Hyperpolarization activated pacemaker channel regulation of cardiac automaticity and rhythm during postnatal development
Cardiac arrhythmias (an irregular heartbeat) can cause heart attacks and stroke or sudden death, especially in infants. Pacemaker cells in the heart beat spontaneously, unlike other heart cells, and set the heartbeat frequency. Dr. Jacob Ross is studying the role of a critical protein, the pacemaker channel, found in these cells, which causes them to spontaneously beat and may also regulate electrical activity in other areas of the heart. In particular, the pacemaker channel may regulate the ventricle, the heart’s main pumping chamber. Dr. Ross is examining the molecular and electrical properties of pacemaker channels and investigating how adrenaline-like substances affect these proteins in the ventricle. This research could provide a better understanding of basic cardiac function, which could improve prevention and treatment of cardiac arrhythmias.

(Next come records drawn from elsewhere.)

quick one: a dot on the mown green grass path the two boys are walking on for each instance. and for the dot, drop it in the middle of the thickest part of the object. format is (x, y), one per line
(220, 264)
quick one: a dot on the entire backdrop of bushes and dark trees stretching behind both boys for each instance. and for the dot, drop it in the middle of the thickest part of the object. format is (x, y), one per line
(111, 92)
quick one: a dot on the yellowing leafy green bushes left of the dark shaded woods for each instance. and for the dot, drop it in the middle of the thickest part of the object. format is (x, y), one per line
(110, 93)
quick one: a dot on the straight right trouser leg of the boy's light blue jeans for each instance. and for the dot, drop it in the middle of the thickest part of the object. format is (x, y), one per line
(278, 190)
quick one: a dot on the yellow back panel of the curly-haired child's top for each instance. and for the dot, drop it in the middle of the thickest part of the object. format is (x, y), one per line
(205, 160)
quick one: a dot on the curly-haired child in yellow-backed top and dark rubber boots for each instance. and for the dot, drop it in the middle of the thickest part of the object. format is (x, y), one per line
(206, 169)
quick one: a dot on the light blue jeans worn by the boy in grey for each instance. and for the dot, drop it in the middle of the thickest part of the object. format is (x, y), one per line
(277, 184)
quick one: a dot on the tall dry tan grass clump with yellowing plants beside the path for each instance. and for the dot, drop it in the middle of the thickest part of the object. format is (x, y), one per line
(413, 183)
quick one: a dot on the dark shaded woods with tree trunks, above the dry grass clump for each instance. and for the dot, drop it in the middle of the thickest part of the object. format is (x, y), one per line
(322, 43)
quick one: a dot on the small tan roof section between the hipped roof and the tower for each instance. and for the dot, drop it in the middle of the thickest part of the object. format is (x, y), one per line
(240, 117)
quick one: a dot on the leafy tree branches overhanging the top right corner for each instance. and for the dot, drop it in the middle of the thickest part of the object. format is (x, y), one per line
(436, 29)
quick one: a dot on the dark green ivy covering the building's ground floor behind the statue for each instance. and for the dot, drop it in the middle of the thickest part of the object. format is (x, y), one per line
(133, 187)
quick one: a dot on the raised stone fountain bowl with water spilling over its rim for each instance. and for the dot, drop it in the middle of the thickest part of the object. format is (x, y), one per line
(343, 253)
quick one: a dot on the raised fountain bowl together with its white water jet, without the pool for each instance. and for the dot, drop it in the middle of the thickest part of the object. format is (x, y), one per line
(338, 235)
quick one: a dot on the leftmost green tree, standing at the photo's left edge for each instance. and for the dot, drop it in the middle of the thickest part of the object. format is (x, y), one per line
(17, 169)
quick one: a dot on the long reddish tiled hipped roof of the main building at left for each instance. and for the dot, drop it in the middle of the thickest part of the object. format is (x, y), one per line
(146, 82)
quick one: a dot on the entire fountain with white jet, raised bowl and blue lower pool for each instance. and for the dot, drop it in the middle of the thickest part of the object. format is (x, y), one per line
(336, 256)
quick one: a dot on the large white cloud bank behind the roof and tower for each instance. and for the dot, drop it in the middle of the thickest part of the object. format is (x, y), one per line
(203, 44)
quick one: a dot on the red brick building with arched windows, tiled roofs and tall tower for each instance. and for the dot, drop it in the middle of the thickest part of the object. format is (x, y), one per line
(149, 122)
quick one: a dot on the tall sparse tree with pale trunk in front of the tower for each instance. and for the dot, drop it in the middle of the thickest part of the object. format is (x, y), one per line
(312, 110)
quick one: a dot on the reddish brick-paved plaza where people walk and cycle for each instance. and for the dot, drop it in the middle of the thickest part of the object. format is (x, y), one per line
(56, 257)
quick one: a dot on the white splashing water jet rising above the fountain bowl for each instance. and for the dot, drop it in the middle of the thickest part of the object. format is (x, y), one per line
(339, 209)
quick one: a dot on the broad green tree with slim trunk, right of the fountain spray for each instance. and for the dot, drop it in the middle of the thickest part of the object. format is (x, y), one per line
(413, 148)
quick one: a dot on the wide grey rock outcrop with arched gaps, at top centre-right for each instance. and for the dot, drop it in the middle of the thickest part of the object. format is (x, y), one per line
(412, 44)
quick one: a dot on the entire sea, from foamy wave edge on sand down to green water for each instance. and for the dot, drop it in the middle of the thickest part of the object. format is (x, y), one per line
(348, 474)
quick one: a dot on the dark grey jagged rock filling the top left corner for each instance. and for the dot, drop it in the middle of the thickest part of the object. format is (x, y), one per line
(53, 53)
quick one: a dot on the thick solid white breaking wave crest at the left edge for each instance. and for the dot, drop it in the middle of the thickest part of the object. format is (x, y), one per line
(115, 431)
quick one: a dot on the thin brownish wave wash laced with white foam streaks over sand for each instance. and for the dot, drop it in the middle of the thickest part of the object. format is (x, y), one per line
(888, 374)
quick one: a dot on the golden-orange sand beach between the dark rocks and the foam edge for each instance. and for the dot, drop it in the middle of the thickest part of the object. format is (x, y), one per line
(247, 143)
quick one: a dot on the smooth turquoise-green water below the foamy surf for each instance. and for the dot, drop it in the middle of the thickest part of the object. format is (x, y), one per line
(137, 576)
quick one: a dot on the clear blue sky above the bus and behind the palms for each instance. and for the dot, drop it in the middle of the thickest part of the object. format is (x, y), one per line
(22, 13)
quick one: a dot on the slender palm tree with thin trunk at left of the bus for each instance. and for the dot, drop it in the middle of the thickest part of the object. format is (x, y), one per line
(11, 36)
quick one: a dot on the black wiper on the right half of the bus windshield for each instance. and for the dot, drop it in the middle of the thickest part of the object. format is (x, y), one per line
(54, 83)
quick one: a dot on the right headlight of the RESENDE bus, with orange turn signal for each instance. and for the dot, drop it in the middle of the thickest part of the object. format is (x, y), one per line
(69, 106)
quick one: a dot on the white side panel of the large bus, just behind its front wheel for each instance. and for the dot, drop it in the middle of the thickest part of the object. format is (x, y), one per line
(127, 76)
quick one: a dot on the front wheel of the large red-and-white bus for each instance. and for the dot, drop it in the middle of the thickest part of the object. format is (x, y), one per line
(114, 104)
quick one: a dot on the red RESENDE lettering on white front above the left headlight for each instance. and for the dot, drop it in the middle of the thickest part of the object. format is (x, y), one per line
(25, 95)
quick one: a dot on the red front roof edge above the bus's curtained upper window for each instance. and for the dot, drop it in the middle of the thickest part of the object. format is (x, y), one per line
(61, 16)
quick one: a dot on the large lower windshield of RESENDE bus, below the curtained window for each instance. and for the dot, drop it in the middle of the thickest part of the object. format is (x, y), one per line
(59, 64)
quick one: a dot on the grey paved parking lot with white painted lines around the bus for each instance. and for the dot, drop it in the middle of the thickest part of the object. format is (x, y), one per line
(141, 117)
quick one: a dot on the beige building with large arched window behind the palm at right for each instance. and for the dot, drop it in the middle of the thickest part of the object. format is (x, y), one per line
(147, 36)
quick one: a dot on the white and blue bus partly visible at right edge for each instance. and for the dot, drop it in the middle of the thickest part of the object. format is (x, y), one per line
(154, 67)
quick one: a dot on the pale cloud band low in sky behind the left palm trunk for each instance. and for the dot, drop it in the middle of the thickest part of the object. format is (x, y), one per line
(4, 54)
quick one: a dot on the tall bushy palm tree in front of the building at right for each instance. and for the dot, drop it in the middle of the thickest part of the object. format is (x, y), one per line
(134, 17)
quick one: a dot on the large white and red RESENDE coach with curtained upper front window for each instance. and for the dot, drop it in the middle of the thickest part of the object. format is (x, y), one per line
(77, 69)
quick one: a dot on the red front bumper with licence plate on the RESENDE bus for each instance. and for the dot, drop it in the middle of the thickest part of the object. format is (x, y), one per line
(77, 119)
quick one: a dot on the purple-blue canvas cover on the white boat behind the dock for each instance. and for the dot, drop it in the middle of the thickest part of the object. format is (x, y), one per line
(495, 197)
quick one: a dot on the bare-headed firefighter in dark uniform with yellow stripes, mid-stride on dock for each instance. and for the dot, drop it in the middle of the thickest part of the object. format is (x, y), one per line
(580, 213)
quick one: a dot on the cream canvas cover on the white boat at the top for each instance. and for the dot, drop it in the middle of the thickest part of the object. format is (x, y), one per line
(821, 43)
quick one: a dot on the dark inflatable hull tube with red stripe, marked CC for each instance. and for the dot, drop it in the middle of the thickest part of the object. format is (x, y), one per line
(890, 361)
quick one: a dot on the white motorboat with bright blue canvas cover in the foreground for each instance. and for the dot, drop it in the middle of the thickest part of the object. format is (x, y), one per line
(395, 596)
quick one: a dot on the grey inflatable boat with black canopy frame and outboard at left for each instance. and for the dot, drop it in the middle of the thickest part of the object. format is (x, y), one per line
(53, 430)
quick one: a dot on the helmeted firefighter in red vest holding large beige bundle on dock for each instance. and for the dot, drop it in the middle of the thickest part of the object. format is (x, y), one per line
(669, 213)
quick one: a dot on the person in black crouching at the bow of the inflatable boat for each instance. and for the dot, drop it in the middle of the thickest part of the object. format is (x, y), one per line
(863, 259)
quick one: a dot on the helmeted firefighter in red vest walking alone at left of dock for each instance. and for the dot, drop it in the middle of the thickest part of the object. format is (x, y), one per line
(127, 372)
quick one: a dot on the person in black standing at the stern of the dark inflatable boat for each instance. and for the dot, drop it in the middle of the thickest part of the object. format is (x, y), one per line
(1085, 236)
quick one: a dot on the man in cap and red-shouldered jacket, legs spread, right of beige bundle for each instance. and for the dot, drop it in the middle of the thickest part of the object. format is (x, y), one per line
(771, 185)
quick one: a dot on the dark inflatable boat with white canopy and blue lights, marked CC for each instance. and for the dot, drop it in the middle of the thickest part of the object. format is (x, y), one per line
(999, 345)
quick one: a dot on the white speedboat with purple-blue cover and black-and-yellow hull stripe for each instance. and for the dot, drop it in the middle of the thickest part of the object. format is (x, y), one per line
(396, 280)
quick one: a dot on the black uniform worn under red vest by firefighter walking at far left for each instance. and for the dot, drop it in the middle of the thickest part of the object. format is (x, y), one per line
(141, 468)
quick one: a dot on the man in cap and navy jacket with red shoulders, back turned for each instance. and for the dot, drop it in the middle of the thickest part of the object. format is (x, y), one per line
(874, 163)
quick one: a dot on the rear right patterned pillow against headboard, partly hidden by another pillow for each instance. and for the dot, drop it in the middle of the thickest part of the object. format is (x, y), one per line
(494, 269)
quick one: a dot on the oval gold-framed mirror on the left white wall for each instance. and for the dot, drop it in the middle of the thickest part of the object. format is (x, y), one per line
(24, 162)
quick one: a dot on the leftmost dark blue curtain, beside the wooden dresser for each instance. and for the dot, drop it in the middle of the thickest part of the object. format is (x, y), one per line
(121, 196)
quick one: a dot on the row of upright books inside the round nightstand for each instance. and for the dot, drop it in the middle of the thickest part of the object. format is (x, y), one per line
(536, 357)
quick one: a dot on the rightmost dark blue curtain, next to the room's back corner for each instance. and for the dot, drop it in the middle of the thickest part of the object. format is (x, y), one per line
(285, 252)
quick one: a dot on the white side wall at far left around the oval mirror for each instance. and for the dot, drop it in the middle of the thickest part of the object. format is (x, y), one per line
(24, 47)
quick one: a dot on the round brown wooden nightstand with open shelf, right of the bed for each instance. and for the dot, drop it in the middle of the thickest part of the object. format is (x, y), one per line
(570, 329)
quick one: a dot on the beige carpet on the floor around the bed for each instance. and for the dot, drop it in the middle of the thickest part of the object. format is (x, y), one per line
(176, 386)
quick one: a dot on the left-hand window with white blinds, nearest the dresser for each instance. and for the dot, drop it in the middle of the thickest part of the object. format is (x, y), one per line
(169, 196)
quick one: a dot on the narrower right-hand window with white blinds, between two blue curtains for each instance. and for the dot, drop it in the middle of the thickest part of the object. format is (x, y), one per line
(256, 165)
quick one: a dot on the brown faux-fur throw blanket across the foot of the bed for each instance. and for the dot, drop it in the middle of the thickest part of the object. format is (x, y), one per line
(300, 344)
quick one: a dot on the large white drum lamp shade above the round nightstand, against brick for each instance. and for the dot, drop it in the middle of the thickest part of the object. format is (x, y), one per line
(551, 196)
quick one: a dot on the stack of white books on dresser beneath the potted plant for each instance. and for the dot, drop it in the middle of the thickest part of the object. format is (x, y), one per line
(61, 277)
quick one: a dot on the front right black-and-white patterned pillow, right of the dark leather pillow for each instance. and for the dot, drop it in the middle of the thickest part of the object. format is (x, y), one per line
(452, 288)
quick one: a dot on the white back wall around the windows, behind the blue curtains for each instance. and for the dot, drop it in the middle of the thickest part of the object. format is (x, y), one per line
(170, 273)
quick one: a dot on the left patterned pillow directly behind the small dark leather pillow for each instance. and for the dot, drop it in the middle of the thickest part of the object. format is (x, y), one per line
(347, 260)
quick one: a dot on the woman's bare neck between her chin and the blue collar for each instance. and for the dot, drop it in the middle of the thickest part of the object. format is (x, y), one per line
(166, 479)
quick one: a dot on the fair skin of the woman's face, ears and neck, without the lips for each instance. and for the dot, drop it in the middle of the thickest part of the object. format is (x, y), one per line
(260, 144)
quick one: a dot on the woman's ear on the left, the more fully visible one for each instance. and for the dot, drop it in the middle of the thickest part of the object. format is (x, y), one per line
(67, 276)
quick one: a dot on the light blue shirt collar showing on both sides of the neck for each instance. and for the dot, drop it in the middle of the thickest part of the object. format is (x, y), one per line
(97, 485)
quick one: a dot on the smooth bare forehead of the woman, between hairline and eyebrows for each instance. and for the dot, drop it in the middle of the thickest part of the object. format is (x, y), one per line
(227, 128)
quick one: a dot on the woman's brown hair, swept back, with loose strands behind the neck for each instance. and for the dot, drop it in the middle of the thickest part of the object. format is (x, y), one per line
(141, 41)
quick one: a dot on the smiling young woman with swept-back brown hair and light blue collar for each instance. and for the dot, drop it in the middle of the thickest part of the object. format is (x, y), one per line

Proteasomal degradation of BACE in the pathogenesis of Alzheimer's disease
Alzheimer’s disease is the most common neurodegenerative disorder causing dementia in older people. With Alzheimer’s, brain cells shrink or disappear and are replaced by irregularly shaped spots or plaques. The amyloid beta (A-beta) protein is a central component of these plaques. A-beta is a normal part of brain cells, but is toxic in high concentrations. Dr. Yigang Tong is studying why there is an increase in A-beta proteins with some older people. He is focusing on the role of the BACE enzyme that produces this protein because he believes degradation of this enzyme is impaired, allowing the amount of A-beta to increase in brain cells. Identifying the steps involved in the degradation of the BACE enzyme could help explain how Alzheimer’s disease develops and potentially lead to new drugs to treat the condition.